Carlene Firmin of the MsUnderstood Partnership was also clear that a "whole environment approach" is needed to eliminate youth gang culture, for the benefit of both boys and girls.
"We need to think beyond the home, and deal with the whole environment, including the school environment, to shift and challenge behaviours," she said.
"We need to turn research into action, and change the environment that young people are living in. I'm fed up of them being blamed. It's not all about their behaviour – that attitude is unacceptable.
"We've let young people down. We need to make communities safe and stop problematising children who are merely trying to navigate tough environments. There's a bigger problem here."
Others taking part in the debate included Simon Hughes MP, Jennifer Blake, CEO and founder of Safe N Sound, and Emer Sutherland, who works with vulnerable young people who come through hospitals. Each also stressed the importance of community in ending gang culture and seeing change in the way that young girls are viewed, respected and treated.
"This is a community issue," Blake underlined. "We need to go into the depths of communities to draw young people up."
CEO of XLP Patrick Regan concluded the evening with the assertion that "to see change, you need a grassroots push".

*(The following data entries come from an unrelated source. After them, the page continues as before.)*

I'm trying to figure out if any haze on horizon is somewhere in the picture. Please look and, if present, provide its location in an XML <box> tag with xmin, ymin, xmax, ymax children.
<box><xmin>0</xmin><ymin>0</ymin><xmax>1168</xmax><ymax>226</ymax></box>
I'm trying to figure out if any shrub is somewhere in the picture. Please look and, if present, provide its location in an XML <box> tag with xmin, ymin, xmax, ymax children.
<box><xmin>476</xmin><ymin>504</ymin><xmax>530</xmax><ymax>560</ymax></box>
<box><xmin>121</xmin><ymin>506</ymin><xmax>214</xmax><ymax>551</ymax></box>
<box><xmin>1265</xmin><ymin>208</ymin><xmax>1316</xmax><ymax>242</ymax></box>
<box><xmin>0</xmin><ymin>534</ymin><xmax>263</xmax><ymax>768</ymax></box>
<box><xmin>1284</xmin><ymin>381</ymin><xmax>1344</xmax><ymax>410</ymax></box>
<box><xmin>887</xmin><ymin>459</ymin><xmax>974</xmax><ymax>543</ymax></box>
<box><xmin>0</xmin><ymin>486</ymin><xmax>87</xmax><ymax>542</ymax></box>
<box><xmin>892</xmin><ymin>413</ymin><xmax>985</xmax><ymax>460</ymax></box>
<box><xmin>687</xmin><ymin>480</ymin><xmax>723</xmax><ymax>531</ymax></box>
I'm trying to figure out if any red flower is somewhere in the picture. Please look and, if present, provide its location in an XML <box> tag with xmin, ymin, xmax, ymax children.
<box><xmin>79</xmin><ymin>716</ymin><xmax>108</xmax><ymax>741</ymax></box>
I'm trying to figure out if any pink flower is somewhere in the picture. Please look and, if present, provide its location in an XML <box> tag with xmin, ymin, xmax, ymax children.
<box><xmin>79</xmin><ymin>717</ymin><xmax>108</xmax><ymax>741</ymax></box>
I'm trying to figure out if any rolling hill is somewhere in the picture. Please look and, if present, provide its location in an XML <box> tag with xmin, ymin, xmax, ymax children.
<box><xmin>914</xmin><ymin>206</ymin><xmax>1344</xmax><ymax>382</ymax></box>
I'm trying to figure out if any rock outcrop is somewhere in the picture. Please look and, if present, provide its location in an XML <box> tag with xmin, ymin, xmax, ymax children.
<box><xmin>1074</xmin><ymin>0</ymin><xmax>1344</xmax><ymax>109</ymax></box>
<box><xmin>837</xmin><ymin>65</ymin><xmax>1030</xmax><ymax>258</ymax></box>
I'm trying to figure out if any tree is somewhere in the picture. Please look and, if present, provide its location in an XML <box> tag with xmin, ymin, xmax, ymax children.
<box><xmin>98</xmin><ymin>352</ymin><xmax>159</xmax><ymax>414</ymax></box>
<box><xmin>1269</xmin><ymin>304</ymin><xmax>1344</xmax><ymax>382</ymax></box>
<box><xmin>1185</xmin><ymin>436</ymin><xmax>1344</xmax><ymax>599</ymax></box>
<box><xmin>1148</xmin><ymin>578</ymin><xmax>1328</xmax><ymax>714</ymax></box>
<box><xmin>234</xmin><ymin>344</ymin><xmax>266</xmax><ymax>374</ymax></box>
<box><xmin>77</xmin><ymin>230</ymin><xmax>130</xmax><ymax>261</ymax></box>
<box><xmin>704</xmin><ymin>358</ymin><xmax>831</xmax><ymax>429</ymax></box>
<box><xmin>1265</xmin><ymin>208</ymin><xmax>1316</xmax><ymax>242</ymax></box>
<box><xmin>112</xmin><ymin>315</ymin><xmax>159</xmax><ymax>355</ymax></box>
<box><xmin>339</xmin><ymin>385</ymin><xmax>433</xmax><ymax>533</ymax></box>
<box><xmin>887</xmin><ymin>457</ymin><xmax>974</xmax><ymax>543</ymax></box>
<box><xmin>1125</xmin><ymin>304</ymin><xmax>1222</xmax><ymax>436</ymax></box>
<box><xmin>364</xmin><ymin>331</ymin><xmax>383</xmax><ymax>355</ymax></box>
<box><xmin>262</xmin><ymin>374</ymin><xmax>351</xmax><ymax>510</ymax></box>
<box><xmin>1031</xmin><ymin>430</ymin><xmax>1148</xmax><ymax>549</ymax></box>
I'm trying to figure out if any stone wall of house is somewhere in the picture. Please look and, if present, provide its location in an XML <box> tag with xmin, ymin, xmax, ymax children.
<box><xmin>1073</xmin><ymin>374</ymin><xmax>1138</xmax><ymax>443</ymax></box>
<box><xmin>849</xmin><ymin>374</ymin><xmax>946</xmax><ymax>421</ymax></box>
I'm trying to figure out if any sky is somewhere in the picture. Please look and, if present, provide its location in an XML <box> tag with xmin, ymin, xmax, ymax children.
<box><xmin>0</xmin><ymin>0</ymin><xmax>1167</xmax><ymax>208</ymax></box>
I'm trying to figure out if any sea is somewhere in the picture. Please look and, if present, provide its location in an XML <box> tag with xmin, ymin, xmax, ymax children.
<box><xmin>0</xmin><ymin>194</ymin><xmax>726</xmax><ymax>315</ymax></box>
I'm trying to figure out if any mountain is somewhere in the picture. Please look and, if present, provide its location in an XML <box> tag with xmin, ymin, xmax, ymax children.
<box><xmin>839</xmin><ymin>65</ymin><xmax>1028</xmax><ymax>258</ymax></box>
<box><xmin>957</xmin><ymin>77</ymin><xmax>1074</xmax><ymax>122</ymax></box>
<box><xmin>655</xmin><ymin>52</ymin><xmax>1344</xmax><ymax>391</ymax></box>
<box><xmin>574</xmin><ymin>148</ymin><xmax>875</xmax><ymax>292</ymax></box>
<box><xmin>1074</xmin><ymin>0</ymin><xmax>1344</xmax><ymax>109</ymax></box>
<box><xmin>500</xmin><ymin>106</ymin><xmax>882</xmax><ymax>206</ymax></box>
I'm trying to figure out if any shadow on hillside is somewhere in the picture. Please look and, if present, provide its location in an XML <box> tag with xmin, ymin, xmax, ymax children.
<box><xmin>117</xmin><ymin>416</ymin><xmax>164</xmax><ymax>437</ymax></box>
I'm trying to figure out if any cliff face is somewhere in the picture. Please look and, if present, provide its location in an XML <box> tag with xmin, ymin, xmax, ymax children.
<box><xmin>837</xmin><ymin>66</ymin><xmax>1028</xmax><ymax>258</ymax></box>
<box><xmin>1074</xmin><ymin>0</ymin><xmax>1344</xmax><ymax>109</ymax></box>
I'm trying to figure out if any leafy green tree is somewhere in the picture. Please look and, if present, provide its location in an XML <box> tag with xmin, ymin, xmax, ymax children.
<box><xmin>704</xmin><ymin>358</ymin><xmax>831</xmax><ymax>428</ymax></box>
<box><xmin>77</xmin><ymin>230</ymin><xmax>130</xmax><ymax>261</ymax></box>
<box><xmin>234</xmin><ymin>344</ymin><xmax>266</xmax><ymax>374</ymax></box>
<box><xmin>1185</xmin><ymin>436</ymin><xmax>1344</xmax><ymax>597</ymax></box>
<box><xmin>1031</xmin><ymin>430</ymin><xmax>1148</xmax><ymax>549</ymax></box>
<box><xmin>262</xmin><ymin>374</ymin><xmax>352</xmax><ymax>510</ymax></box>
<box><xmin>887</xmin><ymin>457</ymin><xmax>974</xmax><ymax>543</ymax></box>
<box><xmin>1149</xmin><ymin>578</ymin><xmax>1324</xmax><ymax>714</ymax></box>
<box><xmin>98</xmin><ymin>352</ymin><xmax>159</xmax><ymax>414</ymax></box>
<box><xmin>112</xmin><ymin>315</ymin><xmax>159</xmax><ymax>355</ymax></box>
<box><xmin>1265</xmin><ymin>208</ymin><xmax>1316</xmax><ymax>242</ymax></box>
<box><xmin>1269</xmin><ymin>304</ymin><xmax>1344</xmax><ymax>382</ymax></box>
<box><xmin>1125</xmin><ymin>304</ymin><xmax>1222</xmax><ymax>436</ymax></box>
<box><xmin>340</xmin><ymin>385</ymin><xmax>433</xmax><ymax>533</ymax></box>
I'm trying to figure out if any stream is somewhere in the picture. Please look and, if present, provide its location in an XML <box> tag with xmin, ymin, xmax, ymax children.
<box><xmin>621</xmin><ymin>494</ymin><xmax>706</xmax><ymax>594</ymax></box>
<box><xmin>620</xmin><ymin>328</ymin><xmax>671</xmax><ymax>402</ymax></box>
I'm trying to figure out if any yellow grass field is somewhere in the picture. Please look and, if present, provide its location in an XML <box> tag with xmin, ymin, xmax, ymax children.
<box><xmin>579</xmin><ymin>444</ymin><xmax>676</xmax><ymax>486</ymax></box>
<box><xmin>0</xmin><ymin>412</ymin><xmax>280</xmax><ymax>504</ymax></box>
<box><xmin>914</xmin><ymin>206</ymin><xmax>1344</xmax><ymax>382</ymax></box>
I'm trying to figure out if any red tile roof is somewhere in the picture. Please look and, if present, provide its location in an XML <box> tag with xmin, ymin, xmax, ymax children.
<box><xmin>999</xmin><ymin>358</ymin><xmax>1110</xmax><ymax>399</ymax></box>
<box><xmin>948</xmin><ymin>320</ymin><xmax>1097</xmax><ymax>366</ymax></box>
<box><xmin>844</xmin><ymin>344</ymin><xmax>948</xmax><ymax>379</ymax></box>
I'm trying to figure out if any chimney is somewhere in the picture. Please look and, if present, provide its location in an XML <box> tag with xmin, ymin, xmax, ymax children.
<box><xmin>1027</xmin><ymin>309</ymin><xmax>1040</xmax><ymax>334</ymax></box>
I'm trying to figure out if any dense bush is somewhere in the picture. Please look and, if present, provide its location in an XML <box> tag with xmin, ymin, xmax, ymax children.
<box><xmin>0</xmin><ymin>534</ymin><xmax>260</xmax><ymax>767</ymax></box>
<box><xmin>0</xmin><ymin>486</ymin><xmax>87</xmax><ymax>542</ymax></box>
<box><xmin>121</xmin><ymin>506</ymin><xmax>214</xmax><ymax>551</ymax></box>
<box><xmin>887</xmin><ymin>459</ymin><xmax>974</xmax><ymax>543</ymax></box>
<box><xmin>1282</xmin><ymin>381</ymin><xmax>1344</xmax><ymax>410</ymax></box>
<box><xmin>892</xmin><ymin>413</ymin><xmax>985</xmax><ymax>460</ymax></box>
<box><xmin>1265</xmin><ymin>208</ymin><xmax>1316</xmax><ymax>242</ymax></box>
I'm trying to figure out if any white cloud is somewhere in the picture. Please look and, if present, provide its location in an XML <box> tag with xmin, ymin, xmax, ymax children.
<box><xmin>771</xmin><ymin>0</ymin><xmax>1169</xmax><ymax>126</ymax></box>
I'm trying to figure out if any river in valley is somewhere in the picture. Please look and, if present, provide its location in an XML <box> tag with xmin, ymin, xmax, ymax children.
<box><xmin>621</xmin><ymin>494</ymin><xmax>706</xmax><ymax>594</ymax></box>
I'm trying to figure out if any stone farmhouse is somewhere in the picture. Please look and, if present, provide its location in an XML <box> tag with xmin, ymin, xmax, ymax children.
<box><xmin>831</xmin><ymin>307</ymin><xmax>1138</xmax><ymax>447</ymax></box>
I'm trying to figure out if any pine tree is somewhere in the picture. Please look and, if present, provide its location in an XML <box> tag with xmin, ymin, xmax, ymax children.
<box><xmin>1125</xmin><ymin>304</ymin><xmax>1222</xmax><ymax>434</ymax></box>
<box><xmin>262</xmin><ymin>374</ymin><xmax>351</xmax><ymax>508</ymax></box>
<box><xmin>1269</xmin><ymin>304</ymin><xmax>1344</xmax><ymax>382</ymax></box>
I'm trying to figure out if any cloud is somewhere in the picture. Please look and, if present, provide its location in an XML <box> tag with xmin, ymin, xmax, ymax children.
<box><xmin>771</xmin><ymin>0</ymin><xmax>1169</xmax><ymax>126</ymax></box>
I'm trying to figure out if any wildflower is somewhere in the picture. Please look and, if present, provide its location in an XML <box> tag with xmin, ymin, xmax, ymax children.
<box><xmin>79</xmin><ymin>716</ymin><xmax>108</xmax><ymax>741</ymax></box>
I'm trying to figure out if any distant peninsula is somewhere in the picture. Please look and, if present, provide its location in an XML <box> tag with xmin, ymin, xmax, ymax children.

"Policy doesn't need to be decided by Westminster. We will only see change by working together. We need to know our communities and own them," he said.
He cited trust in youth workers, a belief that change is possible, and recognition of the need to change as key in a young person's transformation.
"Young people need to be inspired to make a difference, through relationships that restore trust and nurture hope," he asserted, thanking those in the room for their dedicated work in transforming UK youth culture.
CSJ's report makes recommendations that youth workers be placed within hospitals to identify and work with at-risk young people, and calls for greater support for those girls left vulnerable when their boyfriends are imprisoned for gang activity as well as an urgent response from schools, community leaders and policy makers.
It concludes: "Gang life is blighting the lives and future of too many girls. Doing nothing is not an option."